President Obama’s surveillance speech Friday morning, presumably aiming to reassure the American and global publics that the US government respects their privacy, was primarily an exercise in pretty rhetoric.

To be clear, he did announce the start of various revamps and reorganizations aimed, he said, at minimizing the mass collection and storage of digital communications. These include strengthening the executive branch’s authority over intelligence, considering Foreign Intelligence Surveillance Court decisions annually for possible declassification, finding a way to remove mass metadata from government storage while keeping its ability to search it, and scaling back from allowing phone sweeps of contacts three connections away from a suspect to two.

But these concessions to public outcry still reveal a man determined to retain control of the narrative. Strengthening executive-branch control of intelligence may help prevent misuse of data, but it could also increase secrecy by locking down a leak-free chain of command under a chief executive who has gone after more whistleblowers than all previous presidents combined, in addition to attempting to muzzle the journalists reporting the leaked information.

The latest whistleblower in the government crosshairs is Edward Snowden, currently evading the charges via asylum in Russia.
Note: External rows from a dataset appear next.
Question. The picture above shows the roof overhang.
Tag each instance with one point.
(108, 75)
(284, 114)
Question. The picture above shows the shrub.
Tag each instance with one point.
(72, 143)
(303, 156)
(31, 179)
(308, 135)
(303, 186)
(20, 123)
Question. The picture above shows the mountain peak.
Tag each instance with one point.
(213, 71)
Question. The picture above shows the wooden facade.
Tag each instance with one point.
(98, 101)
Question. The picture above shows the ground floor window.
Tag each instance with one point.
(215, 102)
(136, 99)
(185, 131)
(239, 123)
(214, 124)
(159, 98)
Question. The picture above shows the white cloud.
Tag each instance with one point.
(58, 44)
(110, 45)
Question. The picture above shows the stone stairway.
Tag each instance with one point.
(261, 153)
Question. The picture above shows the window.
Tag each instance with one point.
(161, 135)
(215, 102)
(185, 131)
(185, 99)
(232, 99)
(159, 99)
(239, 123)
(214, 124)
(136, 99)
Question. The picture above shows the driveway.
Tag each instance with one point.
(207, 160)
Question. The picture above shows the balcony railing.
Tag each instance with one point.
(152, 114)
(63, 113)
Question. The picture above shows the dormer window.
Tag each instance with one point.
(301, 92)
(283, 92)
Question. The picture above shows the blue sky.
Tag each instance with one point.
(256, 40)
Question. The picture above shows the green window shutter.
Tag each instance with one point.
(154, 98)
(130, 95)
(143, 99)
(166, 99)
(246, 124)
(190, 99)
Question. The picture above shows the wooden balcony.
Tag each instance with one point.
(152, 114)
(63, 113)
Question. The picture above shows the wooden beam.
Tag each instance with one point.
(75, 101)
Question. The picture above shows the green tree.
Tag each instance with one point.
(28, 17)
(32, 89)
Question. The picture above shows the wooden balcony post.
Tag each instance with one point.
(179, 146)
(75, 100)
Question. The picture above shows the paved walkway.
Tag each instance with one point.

Obama claimed that Snowden’s “unauthorized disclosures” came just before some plans he had to start “a more robust public discussion about the balance between security and liberty,” but his dismissal of the undeniably robust reporting and discussion spurred by Snowden—they “shed more heat than light,” Obama said—shows a continuing aversion to any tale that he isn’t telling.

And that increased potential for FISC document declassification, following the “declassifi[cation of] over 40 opinions and orders”? Those opinions and orders often contain significant redactions, and their logic relies on FISC decisions that remain classified, creating gaps sizable enough that more than 25 news organizations are involved in some sort of FOIA fight for more disclosure.

While the upshot of Obama’s speech may make it marginally harder to obtain authorization to comb through the bulk US data, that data will still be collected and stored, by someone, be it telecom companies or an as-yet-unnamed third party. This leaves the potential for surveillance overreach unchanged—along with the administration’s aversion to keeping the public abreast of that fact.